I understand that by default, Saxon doesn't support DOM that isn't namespace-aware, but I thought it would be worth suggesting and getting your comments :)

The alternative is I parse the XML document, add the namespaces by manipulating the structure, and recreate a namespace-aware DOM from the manipulated one. But I'm wary of the performance implications of doing this

Actions #7

Updated by Dan Jones over 9 years ago

I also don't mind having a go at implementing it if someone agrees it's a good idea.

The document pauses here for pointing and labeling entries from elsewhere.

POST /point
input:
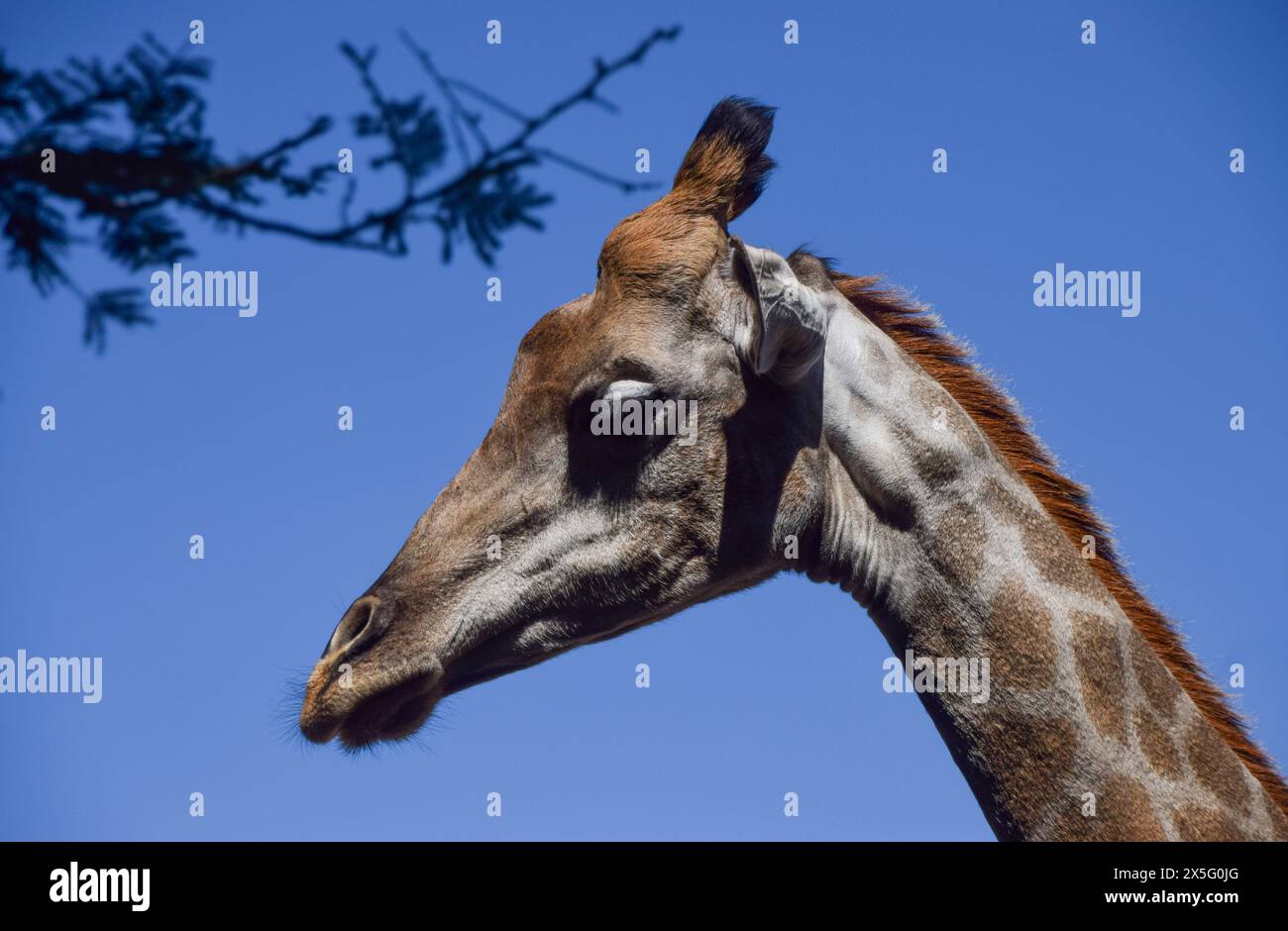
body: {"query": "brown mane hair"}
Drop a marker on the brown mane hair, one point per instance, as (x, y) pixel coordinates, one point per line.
(921, 334)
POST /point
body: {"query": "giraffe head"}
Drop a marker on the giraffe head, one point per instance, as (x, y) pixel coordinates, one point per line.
(652, 451)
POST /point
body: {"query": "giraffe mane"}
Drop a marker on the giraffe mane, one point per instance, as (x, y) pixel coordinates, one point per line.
(948, 361)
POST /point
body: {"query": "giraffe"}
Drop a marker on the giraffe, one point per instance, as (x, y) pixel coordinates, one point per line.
(836, 430)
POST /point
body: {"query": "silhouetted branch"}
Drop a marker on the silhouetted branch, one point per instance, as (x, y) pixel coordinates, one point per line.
(67, 145)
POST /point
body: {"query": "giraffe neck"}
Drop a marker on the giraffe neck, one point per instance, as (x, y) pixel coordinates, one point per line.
(1083, 732)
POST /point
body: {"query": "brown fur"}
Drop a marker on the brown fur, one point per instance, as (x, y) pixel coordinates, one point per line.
(919, 334)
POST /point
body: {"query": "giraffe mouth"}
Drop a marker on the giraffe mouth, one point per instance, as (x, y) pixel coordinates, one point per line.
(398, 708)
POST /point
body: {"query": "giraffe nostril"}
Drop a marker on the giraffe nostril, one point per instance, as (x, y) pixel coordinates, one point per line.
(356, 627)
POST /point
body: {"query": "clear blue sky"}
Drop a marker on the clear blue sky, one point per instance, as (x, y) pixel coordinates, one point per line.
(1104, 157)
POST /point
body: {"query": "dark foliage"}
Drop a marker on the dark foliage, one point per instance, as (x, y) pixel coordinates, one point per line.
(134, 161)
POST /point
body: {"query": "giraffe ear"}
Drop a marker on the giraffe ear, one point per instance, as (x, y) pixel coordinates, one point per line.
(784, 326)
(726, 167)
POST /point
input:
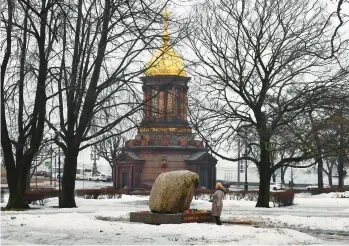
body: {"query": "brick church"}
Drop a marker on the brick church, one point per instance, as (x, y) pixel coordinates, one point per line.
(165, 141)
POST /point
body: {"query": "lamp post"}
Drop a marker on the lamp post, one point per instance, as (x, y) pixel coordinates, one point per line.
(239, 163)
(246, 183)
(94, 158)
(51, 164)
(59, 172)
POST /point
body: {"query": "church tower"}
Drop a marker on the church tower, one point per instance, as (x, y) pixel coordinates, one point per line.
(165, 141)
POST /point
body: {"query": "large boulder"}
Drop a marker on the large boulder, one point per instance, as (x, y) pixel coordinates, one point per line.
(172, 192)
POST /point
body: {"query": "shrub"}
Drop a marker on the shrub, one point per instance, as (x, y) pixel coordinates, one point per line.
(250, 195)
(34, 196)
(140, 192)
(203, 194)
(282, 199)
(98, 193)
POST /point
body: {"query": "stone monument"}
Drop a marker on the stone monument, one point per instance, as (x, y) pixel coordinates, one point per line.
(173, 192)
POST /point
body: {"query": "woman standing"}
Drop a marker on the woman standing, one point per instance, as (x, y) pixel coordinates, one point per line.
(217, 203)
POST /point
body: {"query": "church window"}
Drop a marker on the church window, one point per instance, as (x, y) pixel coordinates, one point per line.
(154, 102)
(177, 102)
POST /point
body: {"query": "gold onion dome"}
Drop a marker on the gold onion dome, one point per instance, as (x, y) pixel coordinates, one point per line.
(165, 61)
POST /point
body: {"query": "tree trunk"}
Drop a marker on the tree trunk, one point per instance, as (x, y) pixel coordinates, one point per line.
(320, 179)
(16, 199)
(69, 174)
(265, 175)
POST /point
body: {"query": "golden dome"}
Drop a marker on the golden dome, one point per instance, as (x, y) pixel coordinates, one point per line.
(165, 61)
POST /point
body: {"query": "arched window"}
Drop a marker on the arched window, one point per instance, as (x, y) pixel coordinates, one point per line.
(154, 102)
(176, 102)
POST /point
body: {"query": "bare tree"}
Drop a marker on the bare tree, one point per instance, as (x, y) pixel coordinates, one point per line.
(262, 65)
(100, 60)
(30, 32)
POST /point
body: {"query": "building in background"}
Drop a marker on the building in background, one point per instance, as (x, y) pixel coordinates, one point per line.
(165, 141)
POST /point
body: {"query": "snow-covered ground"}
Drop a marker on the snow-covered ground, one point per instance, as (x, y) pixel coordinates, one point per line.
(312, 220)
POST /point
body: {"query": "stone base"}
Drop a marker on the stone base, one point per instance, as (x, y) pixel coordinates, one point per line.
(158, 219)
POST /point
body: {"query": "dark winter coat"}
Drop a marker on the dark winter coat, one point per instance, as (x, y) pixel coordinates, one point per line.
(217, 202)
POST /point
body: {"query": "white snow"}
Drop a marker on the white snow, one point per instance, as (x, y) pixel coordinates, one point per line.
(106, 222)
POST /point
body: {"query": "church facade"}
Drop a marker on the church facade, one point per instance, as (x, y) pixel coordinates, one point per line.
(165, 141)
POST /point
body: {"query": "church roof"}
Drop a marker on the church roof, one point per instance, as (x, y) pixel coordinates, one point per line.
(165, 61)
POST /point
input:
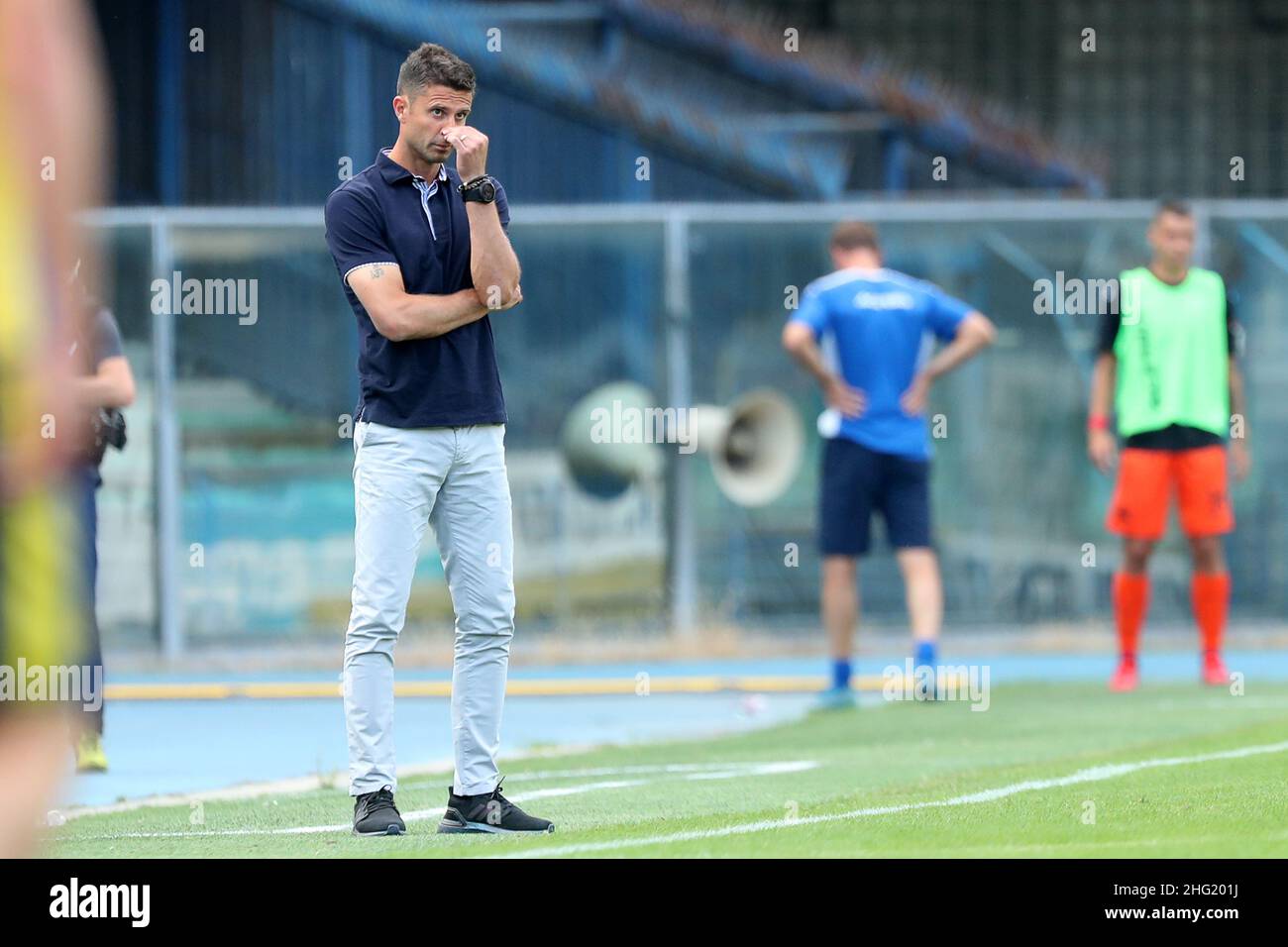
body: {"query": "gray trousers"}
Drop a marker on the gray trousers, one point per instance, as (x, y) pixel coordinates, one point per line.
(454, 479)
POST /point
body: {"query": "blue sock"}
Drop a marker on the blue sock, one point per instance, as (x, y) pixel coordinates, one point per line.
(840, 673)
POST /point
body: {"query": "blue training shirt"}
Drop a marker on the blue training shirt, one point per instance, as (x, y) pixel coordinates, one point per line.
(880, 325)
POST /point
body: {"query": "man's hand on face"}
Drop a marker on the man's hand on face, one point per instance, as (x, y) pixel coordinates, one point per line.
(471, 147)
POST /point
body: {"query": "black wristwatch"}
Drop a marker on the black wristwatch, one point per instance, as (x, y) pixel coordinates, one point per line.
(482, 189)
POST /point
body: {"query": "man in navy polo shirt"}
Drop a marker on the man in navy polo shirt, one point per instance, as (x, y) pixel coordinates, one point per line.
(424, 257)
(877, 455)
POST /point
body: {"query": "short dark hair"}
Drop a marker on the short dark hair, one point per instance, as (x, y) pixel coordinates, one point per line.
(854, 235)
(433, 64)
(1172, 206)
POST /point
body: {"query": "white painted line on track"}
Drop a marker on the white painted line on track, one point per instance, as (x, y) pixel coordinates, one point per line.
(1091, 775)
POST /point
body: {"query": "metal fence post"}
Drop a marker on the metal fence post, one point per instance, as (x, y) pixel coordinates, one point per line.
(165, 450)
(682, 547)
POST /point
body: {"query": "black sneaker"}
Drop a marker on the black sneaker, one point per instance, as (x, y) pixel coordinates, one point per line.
(375, 813)
(488, 812)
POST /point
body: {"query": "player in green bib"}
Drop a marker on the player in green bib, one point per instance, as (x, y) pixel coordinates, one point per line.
(1167, 364)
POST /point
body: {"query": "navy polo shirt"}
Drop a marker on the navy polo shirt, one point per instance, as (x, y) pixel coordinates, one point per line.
(385, 214)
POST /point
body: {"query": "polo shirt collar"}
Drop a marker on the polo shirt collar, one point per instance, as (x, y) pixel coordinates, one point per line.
(391, 171)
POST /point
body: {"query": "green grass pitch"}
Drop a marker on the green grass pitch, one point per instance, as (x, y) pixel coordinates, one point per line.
(1048, 770)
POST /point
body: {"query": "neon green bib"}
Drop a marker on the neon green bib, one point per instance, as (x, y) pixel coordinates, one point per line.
(1172, 356)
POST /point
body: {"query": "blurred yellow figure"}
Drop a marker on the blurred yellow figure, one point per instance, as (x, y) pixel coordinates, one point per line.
(51, 157)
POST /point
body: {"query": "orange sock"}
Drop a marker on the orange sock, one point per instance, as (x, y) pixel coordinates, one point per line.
(1131, 600)
(1210, 591)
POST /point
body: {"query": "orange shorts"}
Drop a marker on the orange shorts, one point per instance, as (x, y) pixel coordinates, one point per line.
(1145, 483)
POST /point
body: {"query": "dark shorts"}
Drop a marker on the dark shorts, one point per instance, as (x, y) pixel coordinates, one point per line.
(858, 480)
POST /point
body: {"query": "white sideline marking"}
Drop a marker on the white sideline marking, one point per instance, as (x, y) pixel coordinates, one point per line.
(686, 772)
(1091, 775)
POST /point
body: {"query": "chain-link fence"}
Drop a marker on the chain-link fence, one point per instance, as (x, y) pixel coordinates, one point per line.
(230, 515)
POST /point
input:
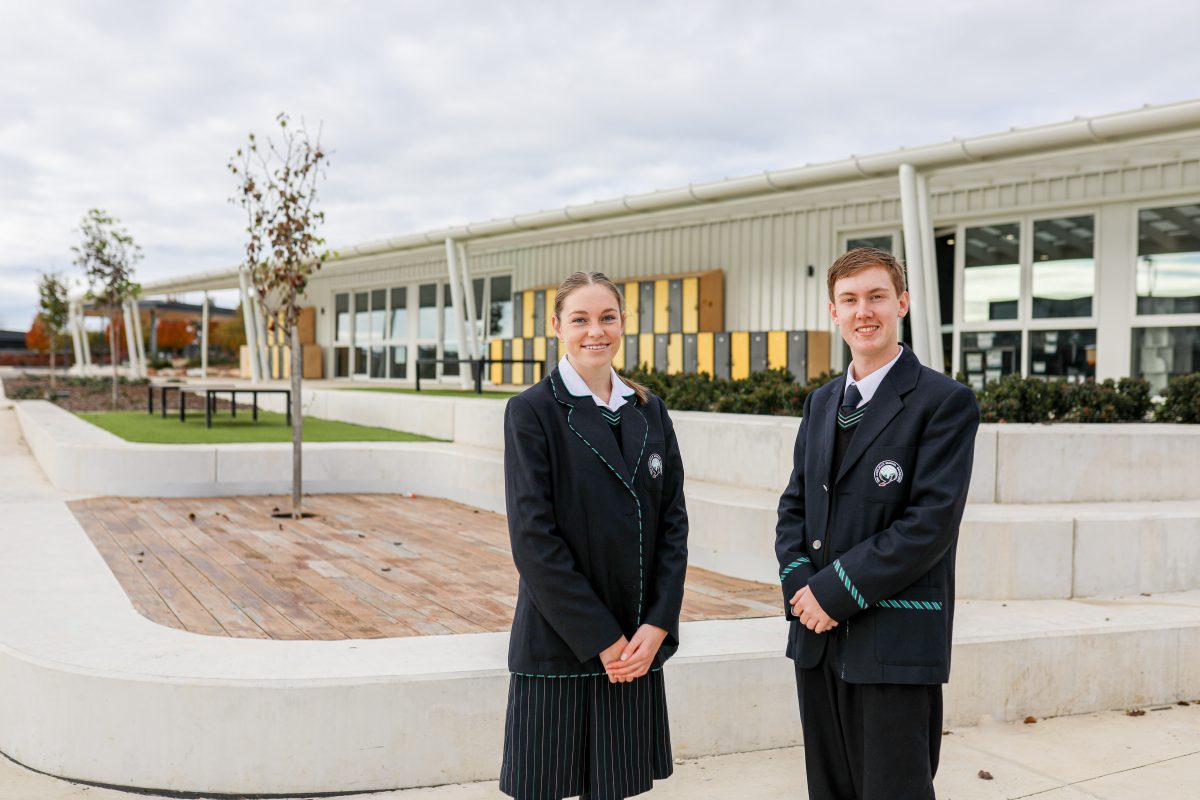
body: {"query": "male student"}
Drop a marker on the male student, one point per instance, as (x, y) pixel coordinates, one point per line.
(865, 540)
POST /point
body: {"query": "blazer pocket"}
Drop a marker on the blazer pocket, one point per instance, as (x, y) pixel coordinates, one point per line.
(887, 474)
(911, 629)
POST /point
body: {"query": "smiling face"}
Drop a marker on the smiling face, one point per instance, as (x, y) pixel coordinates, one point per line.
(591, 326)
(867, 310)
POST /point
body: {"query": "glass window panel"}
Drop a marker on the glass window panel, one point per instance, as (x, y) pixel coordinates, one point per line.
(427, 312)
(378, 313)
(361, 318)
(1062, 354)
(378, 362)
(399, 313)
(991, 281)
(877, 242)
(1169, 260)
(427, 370)
(1063, 266)
(499, 313)
(988, 356)
(1163, 353)
(342, 318)
(399, 362)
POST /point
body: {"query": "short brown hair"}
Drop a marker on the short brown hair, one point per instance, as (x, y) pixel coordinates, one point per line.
(855, 260)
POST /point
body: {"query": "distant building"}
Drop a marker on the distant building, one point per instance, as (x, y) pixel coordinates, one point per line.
(1071, 250)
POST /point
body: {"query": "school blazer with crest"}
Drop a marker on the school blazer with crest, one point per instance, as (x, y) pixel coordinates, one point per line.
(599, 537)
(876, 542)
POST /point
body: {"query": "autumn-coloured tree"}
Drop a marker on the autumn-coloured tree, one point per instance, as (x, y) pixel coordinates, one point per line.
(52, 313)
(277, 190)
(107, 254)
(174, 334)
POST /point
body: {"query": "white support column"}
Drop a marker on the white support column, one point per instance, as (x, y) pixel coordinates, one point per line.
(933, 314)
(247, 317)
(204, 336)
(129, 338)
(143, 370)
(456, 301)
(915, 262)
(472, 312)
(76, 336)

However I understand you may not want this feature, in which case I'll see if my alternative isn't too performance-intensive

Actions #8

Updated by Michael Kay over 9 years ago

The XDM specification allows you to construct an XDM instance any way you like, so it's hard to argue that what you are proposing would be non-conformant; on the other hand, it's certainly an invention of your own and not an implementation of any known spec. It would therefore need very careful specification work and a large number of test cases, all of which would be a lot more work than implementing the code. I don't think it's something we would want to support in Saxon: we have quite enough problems with DOM interfaces as it is.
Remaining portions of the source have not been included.